土曜日, 7月 17, 2010

マン・レイ展

 昨日、マン・レイ展をみてまいりました。マン・レイという人、写真家と呼ばれるよりも、画家で評価されたいとずっと思っていたそうです。ですから、展示物も写真よりも、ドローイングなとの方が多いように思いました。写真も、自分の作品を記録するという目的で撮っていたようです。


 最終的には、画家としての評価も得られたようですが、私は写真の方が気に入っています。とくに、芸術家を中心としたいろいろな人のポートレイトはとても印象的です。当時、1920年代で人物を正面から撮らないようなポートレイトを撮る人はあまりいなかったのではないでしょうか。

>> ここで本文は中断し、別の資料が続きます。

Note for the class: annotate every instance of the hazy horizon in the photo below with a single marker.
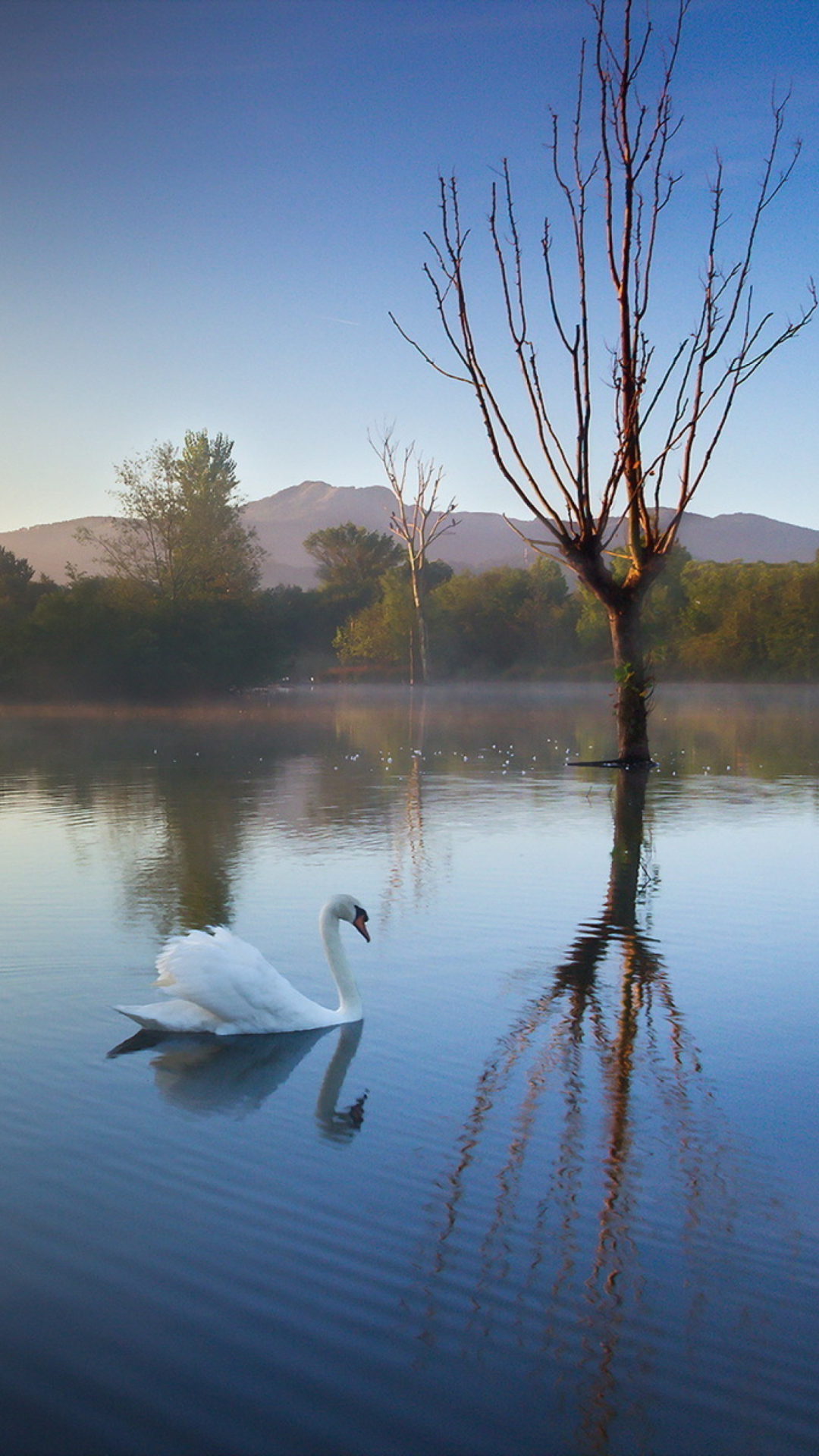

 画家としてのマン・レイは写真の中に絵画を取り入れたのではないでしょうか。感心したのは、光を本当に上手く使っていることです。被写体の人物の特徴を一番よく引き出しているといってもよいのかもしれません。画家としては、ダダイズムやシュールレアリズムに傾倒していたようですが、ポートレイトはそれとはまったく無縁といってよいほどのものであり、シュールとは対極にあるような写真だと思います。芸術作品というより、ビジネスとして考えていたのかもしれません。

 逆に、絵画の方はあまり印象に残ってないのです。もともとの絵を描く才能は、若いころの素描などをみるとすごいものがあると感じましたが、その後は抽象画が多く、私はあまり引きつけるものを感じることはありませんでした。私は絵を見るときは、最初に色使いを見てしまいますので、多種多様な色を使ったマン・レイの作品に魅力を感じなかったのかも知れません。

 もっと多くの写真を見たかったのですが、そう感じさせること自体がマン・レイの生涯を表現しているようにも思いました。